Model simulations based on an initial activation by HGF and subsequent EGF-R input show that the cells remain responsive for approximately 7–8 h, thus sensitizing the system to initiate migration even under adverse environmental conditions. Interestingly, model analysis demonstrates an active modulation of the second input through at least three different gene products, namely the G-protein-coupled receptor 109B (GPR109B), DHRS9 and ERRFI-1. GPR109B is able to regulate cAMP levels and, through that PKA activity (Tunaru et al, 2003), co-regulation DHRS9 and the adenomatous polyposis of the colon gene in colon carcinomas (Jette et al, 2004). An in silico knockdown of dhrs9 increases ptgs2 expression (Figure 5C) and therefore lowers the threshold for initiation of migration. This is in line with the biological observation that prostaglandin, which is synthesized by ptgs2, synergistically enhances tyrosine kinase-dependent signaling in colon cancer cells (Shao et al, 2004), and thus regulates cell motility by modulating EGF-R activity (Banu et al, 2007). The dominant roles of the PKA pathway and PTGS-2 activity with respect to migration are generally accepted in a variety of cell types and tissues (Howe, 2004; Rüegg et al, 2004; Liao et al, 2007). Our results suggest that strongly and persistently upregulated genes, such as akap12 or ptgs2, regulate and determine the global dynamics of the system and the simulated expression levels are indeed suitable indicators of a cellular migration state.

Because the initial Met and the following EGF-R signals converge on the MAPK pathway, there must be features specific for each trigger, which might stem from dynamic regulation dependent on the history of a cell. In fact, it was shown that temporal information encoding can be realized for MAPK signaling via negative feedback regulation (Amit et al, 2007), and that ligand specificity can be achieved through mutual inhibition of distinct compounds in the same pathway (McClean et al, 2007). Comparing the gene expression profiles from this study with those obtained from EGF-only-induced migration of a breast cancer cell line (Amit et al, 2007), one finds similar kinetics for the genes critically involved in the decision toward migration. However, the kinetics of some responding genes differ in the first 3–4 h after stimulation. These alterations are especially prominent for genes modulating MAPK activity (DUSPs) as well as for DHRS9 and GPR109B, which were postulated to modulate EGF-R signaling intensity. Interestingly, although the initial conditions of each epithelial cell type (MCF10A and primary human keratinocytes) are different, they eventually converge to the same gene expression dynamics over time.

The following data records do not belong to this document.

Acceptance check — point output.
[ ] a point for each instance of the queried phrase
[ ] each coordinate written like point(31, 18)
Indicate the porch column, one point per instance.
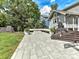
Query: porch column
point(73, 23)
point(50, 23)
point(78, 23)
point(64, 21)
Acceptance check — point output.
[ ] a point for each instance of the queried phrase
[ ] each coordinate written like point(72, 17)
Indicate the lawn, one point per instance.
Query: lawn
point(8, 43)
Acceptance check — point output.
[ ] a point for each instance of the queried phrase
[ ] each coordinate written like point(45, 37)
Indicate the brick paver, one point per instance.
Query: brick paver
point(38, 45)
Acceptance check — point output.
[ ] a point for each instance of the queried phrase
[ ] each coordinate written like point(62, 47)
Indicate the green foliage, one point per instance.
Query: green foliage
point(53, 29)
point(8, 44)
point(2, 20)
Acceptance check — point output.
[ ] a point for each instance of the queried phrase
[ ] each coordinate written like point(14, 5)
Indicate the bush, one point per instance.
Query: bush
point(53, 30)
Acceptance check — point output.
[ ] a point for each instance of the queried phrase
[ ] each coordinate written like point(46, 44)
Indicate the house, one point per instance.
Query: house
point(68, 16)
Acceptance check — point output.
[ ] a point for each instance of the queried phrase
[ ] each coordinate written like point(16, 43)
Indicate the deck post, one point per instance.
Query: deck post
point(73, 24)
point(78, 23)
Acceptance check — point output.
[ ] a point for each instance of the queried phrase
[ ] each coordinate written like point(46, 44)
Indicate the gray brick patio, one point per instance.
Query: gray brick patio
point(40, 46)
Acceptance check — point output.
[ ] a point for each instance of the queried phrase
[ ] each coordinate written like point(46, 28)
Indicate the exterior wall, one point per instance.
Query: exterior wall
point(74, 9)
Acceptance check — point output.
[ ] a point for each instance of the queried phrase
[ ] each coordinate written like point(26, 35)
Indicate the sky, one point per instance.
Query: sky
point(44, 5)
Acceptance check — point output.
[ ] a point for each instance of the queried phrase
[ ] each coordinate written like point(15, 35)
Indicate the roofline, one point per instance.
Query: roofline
point(71, 6)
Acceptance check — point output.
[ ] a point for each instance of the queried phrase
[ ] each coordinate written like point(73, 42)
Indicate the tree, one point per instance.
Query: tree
point(53, 11)
point(22, 11)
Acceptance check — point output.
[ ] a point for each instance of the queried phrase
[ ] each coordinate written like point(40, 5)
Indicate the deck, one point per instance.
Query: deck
point(40, 46)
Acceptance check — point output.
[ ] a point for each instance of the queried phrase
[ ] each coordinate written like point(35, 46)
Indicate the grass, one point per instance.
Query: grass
point(8, 43)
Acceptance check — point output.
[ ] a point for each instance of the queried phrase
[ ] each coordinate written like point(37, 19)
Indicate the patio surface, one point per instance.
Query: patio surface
point(40, 46)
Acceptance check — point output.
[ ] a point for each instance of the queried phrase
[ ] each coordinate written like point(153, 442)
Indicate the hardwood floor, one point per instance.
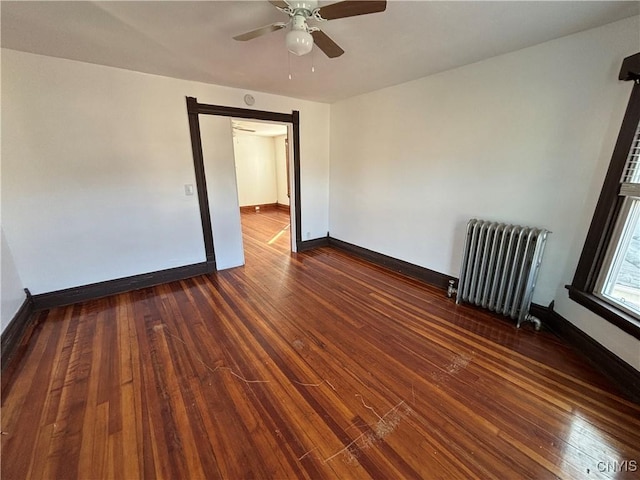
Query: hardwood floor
point(312, 365)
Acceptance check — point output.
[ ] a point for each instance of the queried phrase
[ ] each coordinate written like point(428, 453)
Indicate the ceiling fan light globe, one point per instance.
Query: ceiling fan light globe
point(299, 42)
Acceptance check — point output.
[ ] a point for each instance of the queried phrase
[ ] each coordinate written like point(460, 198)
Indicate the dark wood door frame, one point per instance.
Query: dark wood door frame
point(194, 109)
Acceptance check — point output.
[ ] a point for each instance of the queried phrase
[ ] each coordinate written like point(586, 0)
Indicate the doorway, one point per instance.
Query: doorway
point(219, 210)
point(261, 153)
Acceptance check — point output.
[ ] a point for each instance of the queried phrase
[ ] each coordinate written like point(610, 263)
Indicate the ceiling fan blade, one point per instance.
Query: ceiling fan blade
point(260, 31)
point(324, 43)
point(279, 4)
point(351, 9)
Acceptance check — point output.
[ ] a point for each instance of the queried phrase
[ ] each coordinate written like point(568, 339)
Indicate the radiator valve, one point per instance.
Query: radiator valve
point(451, 290)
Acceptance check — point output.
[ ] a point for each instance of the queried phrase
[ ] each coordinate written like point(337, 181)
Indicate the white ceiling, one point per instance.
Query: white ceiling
point(193, 40)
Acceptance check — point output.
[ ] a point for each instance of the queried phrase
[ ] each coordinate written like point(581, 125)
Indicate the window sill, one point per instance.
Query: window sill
point(598, 306)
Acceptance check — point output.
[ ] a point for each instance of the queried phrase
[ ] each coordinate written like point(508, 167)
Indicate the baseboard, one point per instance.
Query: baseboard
point(311, 244)
point(623, 375)
point(111, 287)
point(15, 331)
point(263, 207)
point(426, 275)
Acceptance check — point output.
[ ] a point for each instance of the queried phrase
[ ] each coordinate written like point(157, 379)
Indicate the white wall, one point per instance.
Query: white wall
point(255, 158)
point(222, 188)
point(524, 137)
point(12, 291)
point(280, 147)
point(95, 160)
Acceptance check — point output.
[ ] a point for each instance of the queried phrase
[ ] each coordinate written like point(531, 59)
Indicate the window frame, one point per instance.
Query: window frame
point(608, 209)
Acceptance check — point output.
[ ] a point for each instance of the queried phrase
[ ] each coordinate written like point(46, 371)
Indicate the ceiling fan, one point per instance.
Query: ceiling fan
point(301, 37)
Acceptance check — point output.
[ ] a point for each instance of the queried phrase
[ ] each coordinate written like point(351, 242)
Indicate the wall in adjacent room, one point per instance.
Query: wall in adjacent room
point(281, 169)
point(255, 169)
point(95, 160)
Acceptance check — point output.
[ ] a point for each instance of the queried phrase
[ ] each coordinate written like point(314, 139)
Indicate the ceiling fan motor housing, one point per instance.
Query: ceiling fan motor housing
point(303, 7)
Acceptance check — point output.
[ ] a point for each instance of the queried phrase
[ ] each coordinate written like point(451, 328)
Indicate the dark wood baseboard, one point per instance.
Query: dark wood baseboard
point(311, 244)
point(120, 285)
point(428, 276)
point(264, 206)
point(623, 375)
point(16, 330)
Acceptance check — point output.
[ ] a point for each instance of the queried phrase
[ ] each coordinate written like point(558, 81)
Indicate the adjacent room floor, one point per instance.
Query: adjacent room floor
point(311, 365)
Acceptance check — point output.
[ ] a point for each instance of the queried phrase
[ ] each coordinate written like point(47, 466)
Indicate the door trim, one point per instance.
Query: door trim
point(194, 109)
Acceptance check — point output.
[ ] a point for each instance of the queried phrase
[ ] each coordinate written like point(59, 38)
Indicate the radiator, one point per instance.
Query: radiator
point(499, 268)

A variety of cell types and tissues are known to express secreted soluble factors or cytokines and their respective receptors. Still, a single factor is generally not sufficient to induce a complex cellular response such as migration. Cells typically integrate a variety of internal signals together with environmental stimuli to compute a cellular decision. This mechanism prevents unwanted migration at the wrong time and place. Indeed, neither the transient HGF nor the constant EGF-R input alone can induce or sustain a lasting system response in the model simulation (Figures 4A and 6A). During wound healing, the cellular migration is restricted to the wound edge closely followed by a zone of enhanced proliferation. However, the balance between the proliferative and migratory zones is modulated dynamically depending on the wound type, bacterial infiltration or the inflammatory response (Martin, 1997; Stramer and Martin, 2005; Eming et al, 2007). Therefore, it is critical for a cell to integrate such diverse situations into the decision to migrate, even under circumstances when both HGF and EGF are present. Our data suggest that this kind of context is mediated through the PKA pathway activity (Figure 6), onto which many receptors for paracrine signaling converge. Interestingly, the irregularly shaped migration front induced by decreased PKA activity (see Supplementary Figure 7) is reminiscent of the surface structure of a growing carcinoma. Importantly, it is not the activity of a single factor alone, but a sequence of time-ordered events with respect to HGF stimulation that determines the functional role of PKA signaling to prevent, enhance, decrease or stop migration. It should be noted that the involvement of the main signaling pathways (namely MAPK and PKA pathways) is in agreement with diverse published literature for different epithelial cell types, even if they were not always explicitly shown for keratinocytes. Our contribution to an enhanced understanding of migration is that we unraveled the dynamic interplay of genes mediating the time-dependent order of their activities.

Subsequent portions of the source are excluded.